No matter, it's worth the cringe factor as Kenya is, in many ways, the heart and soul of "Run." Set over the course of 24 hours in Cambridge and Boston, the novel, out this week from HarperCollins, tells the story of Bernard Doyle, a white widower and former mayor of Boston and his two adopted black sons, Teddy and Tip, whom he desperately wants to follow in his political footsteps. However, they seem more drawn to religion and ichthyology (the science of fish), respectively. Mid-argument one evening, after a Jesse Jackson lecture at Harvard, Kenya's mother, Tennessee, pushes Tip out of the way of an oncoming car, and ends up in the hospital herself. Doyle and his sons take Kenya under their wings, opening a Pandora's box of family history that reconfigures their lives.

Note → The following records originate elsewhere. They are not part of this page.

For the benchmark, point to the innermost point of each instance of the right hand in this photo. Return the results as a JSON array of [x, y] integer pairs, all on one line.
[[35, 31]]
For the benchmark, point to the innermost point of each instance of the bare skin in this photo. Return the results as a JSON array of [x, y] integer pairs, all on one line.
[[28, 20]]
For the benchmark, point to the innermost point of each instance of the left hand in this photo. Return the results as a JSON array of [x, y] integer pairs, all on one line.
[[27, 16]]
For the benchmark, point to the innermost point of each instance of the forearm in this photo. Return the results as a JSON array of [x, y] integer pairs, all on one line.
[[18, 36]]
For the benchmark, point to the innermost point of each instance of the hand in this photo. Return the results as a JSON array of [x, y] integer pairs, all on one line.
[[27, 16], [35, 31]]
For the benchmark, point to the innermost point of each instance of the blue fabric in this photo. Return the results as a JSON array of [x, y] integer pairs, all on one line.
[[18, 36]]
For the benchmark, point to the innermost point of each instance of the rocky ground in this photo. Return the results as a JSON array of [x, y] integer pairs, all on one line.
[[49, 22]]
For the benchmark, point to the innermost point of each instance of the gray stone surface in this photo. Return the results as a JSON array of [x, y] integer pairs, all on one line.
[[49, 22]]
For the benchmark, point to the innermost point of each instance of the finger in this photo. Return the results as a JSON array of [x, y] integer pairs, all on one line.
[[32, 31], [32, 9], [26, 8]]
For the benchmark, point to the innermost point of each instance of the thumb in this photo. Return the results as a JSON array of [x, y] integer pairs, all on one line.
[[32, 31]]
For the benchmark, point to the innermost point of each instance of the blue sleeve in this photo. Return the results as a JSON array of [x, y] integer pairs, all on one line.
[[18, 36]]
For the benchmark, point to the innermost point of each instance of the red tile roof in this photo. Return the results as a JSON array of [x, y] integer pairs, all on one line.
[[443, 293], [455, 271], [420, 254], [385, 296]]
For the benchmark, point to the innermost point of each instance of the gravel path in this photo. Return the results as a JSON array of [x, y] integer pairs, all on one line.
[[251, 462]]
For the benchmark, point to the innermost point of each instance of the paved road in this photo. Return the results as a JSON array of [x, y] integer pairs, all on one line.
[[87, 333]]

Patchett first had the idea for the book while working on her 2001 prize-winning "Bel Canto" and did extensive research, reading political biographies, speeches and visiting Harvard's Museum of Comparative Zoology, where many of Tip's scenes are set. In particular, Joe Kennedy, patriarch of the Kennedy clan, proved an influence in crafting Doyle.

"Not in his personality, but in the idea of trying to raise a son to be president. I mean, he had all of these sons and he just kept pitching them out like baseballs: The first one's killed in the war, OK, let's bring up the second one; he's killed, let's bring up the third one," says Patchett. "That is just an incredible American story and a story of enormous sacrifice: being able to sacrifice your children for a greater good of mankind."